Q&A with Carol Black '81 on New Film
Schooling the World: The White Man's Last Burden

by Alisa Giardinelli
10/14/10

Schooling the World
This new film by Carol Black '81 examines the impact of modern education on the world's last indigenous cultures.

Carol Black '81 is a writer/director/producer of both entertainment and documentary television and film, including the Emmy Award-winning series The Wonder Years. Her newest film, Schooling the World: The White Man's Last Burden, is the culmination of years of research into cross-cultural perspectives on children and education.

In a recent q&a with Toronto's Globe and Mail, she was asked to pitch her film in 30 words or less:

"If you wanted to destroy a culture, where would you start?
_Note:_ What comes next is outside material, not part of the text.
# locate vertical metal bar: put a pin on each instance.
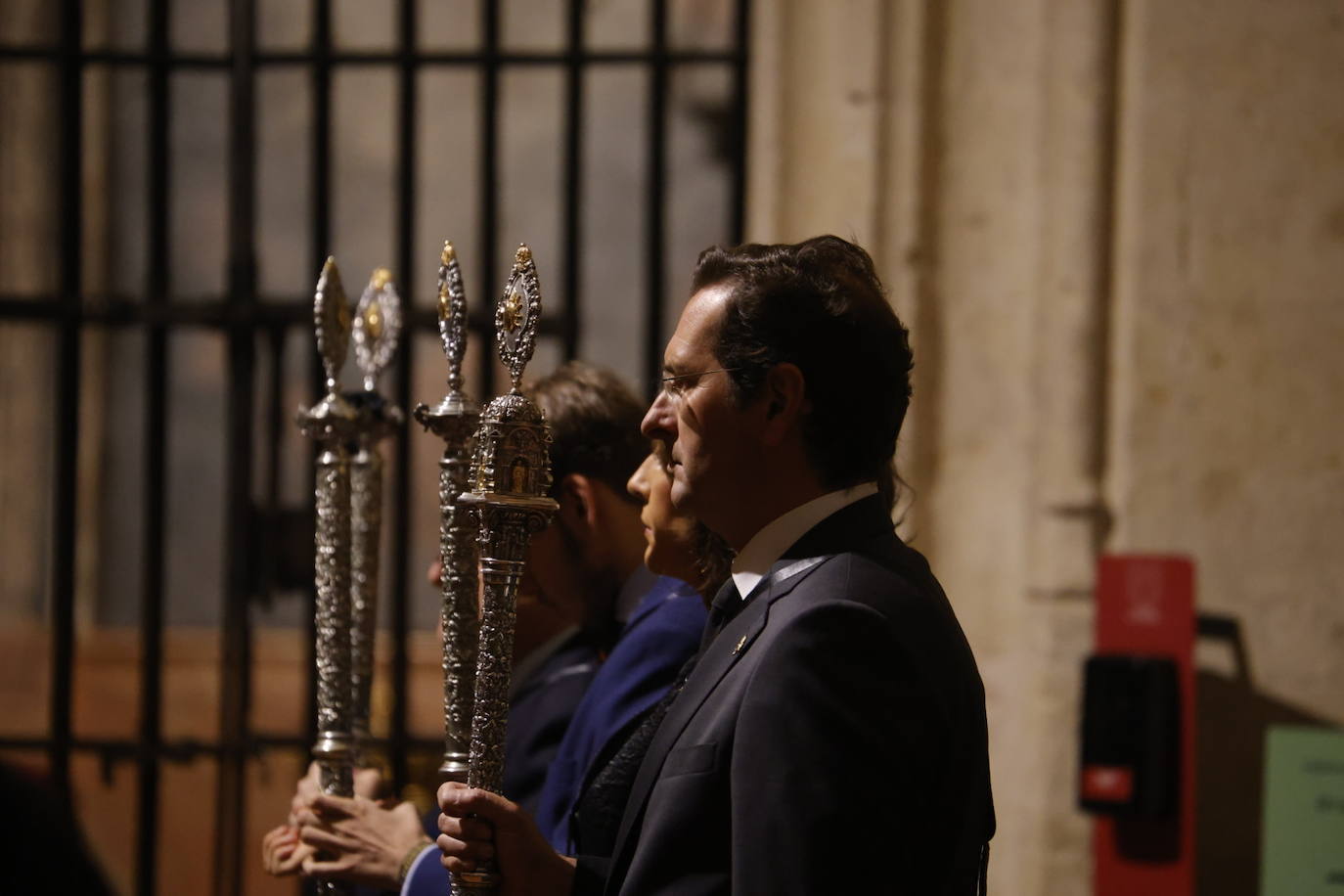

With the children," she says. "Schooling the World examines the real impact of modern education on the world's last indigenous cultures."

Shot on location in the Buddhist culture of Ladakh in the northern Indian Himalayas, the film weaves the voices of Ladakhi people through a conversation between anthropologist and ethnobotanist Wade Davis, Helena Norberg-Hodge and Vandana Shiva, both recipients of the Right Livelihood Award for their work with traditional peoples in India, and Manish Jain, a former architect of education programs with UNESCO, USAID, and the World Bank. Schooling the World premiered this past weekend at international film festivals in Vancouver, Canada, and Eugene, Oregon.